Hospital leaders throughout Indiana have been pushing state leaders to expand Medicaid to comply with the Affordable Care Act. And a recent study gives health care industry officials even more evidence that it would be the best move for Indiana under the new law.
Indiana would see one of the largest decreases in the number of uninsured residents if it expands Medicaid, according to an Urban Institute report commissioned by the Kaiser Commission on Medicaid. The number of uninsured Hoosiers would decrease 54.6 percent throughout the state, according to the report released last week.
That represents the eighth-largest drop in the nation.
Some areas of Indiana would benefit even more. The number of uninsured citizens in Allen County would drop by 56.7 percent, and the Huntington, Bluffton and Decatur area would enjoy a 63.5 percent decline in the number of uninsured.
If Indiana leaders agreed to expand Medicaid, only 8 percent of the state’s non-elderly population would be without health care coverage, compared with the 17 percent who now go without.
Under the act, better known as Obamacare, the federal government covers the full cost of the Medicaid expansion from 2014 to 2016 and then pays 90 percent of the costs afterward.
But state Republican lawmakers, led by Gov. Mike Pence, have decided against expanding Medicaid eligibility and instead want to use the state’s Healthy Indiana Plan. The state is negotiating with the federal government for an extension allowing Indiana to continue to use the state’s plan after the current waiver expires at the end of 2013.
HIP limits the number of people covered and requires participants to share in the costs of their care. It also doesn’t pay for some of the services traditional Medicaid covers.

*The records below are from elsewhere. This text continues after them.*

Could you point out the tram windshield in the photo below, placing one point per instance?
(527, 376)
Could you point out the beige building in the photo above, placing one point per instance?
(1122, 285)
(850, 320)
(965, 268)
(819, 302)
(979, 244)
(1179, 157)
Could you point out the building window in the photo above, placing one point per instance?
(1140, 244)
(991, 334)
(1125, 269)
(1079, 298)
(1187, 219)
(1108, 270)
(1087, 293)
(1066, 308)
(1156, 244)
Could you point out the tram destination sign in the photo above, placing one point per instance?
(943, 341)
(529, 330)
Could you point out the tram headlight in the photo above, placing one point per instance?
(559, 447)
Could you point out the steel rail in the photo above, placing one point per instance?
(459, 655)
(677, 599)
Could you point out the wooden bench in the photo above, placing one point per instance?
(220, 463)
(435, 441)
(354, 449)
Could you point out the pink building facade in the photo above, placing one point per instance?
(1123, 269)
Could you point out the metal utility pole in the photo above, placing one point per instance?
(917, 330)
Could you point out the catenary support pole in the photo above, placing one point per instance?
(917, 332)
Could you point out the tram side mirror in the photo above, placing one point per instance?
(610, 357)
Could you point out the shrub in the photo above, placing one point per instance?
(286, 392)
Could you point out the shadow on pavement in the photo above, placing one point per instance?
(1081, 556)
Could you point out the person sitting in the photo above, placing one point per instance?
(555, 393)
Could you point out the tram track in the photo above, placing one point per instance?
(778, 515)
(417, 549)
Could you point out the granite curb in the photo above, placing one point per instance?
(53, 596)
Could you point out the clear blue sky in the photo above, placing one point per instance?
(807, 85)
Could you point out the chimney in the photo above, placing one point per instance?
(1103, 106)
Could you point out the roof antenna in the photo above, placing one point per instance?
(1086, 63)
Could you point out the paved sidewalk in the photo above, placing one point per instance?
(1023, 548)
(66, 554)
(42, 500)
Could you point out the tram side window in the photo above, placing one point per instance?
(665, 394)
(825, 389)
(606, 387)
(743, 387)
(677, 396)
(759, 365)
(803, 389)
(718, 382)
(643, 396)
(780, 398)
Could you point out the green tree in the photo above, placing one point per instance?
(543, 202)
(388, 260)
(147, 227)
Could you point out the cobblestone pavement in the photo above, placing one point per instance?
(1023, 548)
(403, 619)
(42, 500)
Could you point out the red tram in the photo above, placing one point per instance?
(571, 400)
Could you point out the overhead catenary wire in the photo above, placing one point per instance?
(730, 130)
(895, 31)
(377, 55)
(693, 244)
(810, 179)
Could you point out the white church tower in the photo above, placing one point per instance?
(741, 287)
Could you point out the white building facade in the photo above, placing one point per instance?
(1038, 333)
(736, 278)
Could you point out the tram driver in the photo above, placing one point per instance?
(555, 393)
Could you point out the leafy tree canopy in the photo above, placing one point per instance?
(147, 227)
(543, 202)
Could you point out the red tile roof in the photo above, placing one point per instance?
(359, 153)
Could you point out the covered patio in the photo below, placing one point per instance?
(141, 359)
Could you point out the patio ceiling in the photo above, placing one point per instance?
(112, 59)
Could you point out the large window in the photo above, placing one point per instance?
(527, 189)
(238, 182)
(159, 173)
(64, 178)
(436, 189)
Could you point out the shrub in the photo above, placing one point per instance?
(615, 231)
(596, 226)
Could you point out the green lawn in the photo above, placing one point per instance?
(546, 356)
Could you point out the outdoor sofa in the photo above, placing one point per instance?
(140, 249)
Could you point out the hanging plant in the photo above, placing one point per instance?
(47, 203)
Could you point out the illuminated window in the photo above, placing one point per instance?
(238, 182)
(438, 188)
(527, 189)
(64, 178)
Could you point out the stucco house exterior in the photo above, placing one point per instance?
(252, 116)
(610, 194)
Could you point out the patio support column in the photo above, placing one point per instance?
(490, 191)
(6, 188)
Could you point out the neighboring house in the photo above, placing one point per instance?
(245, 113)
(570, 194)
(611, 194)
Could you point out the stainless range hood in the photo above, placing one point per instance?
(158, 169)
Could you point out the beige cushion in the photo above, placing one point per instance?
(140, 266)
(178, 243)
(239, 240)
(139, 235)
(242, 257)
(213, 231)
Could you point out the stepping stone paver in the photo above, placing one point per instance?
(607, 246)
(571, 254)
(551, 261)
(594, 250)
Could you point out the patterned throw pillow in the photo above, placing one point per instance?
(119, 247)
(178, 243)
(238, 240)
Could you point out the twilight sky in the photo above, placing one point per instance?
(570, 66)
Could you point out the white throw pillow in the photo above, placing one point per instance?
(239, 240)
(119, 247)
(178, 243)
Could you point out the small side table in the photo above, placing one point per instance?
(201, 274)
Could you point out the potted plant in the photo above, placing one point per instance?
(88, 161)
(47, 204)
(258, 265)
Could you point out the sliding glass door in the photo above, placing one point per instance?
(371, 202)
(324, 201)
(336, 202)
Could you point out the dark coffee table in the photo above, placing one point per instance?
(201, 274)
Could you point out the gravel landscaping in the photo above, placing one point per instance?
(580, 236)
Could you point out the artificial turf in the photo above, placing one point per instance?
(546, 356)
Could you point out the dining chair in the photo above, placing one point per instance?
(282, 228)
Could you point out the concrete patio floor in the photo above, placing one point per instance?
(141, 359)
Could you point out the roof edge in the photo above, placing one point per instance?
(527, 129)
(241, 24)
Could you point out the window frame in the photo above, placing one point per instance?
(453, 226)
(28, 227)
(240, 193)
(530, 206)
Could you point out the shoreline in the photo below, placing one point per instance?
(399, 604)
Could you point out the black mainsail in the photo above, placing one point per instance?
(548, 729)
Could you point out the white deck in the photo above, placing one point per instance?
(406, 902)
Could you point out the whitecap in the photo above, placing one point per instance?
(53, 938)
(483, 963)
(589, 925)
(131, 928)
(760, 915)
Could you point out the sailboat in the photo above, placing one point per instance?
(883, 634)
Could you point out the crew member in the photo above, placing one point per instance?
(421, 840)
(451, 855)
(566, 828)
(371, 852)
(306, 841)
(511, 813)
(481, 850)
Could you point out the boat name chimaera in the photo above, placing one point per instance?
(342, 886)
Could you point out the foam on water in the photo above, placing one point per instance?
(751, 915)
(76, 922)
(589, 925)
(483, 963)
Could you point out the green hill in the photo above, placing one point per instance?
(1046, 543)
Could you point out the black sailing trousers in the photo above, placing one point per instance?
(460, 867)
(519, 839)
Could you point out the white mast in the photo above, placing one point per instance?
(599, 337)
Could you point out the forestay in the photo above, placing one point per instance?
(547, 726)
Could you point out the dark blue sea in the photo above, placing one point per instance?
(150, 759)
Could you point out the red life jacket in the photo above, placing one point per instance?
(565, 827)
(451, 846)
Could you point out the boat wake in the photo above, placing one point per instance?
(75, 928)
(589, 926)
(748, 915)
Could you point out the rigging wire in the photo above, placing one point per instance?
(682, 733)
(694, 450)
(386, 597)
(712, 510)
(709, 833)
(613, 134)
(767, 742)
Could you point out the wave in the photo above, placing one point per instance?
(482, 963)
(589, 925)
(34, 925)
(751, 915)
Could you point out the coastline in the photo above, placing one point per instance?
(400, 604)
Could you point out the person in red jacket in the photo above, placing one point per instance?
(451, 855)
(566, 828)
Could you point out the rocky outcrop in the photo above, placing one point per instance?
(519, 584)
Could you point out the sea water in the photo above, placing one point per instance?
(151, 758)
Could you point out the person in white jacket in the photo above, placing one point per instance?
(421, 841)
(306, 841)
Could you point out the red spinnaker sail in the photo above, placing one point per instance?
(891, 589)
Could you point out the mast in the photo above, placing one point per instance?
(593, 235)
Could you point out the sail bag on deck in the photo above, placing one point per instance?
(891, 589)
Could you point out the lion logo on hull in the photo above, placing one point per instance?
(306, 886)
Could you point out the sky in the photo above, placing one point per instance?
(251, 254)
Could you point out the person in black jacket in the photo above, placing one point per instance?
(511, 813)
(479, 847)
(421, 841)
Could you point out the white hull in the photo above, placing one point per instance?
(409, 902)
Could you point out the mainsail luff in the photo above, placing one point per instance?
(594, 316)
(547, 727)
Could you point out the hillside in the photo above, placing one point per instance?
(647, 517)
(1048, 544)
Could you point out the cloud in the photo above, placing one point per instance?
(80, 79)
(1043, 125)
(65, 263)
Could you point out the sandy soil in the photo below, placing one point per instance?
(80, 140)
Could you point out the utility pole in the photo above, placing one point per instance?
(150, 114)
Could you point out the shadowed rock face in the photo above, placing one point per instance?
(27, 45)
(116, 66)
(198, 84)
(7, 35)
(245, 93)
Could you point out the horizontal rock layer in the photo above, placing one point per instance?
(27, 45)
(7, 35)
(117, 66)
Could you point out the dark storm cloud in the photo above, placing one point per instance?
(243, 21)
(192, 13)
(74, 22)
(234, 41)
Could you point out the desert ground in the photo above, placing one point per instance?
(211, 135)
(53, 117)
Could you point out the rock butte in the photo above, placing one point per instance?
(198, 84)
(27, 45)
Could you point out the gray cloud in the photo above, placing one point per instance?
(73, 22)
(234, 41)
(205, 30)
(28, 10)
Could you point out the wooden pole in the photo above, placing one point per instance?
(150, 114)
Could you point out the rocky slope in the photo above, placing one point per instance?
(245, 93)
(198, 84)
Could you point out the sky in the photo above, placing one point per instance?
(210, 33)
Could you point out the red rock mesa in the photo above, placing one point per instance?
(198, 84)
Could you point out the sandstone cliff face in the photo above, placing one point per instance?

About 37,000 Hoosiers are covered by HIP; about 53,000 are on a waiting list.
More than 400,000 Hoosiers would qualify for Medicaid if state leaders decided to expand Medicaid.
Not only will more Hoosiers have insurance, but another study, by the Rand Corp., found states that have chosen to opt out, including Indiana, will get $8.4 billion less in federal funding and will have to pay an extra $1 billion for health care costs.
State leaders opposed to expanding Medicaid should take an open-minded look at the study’s findings and reconsider their position.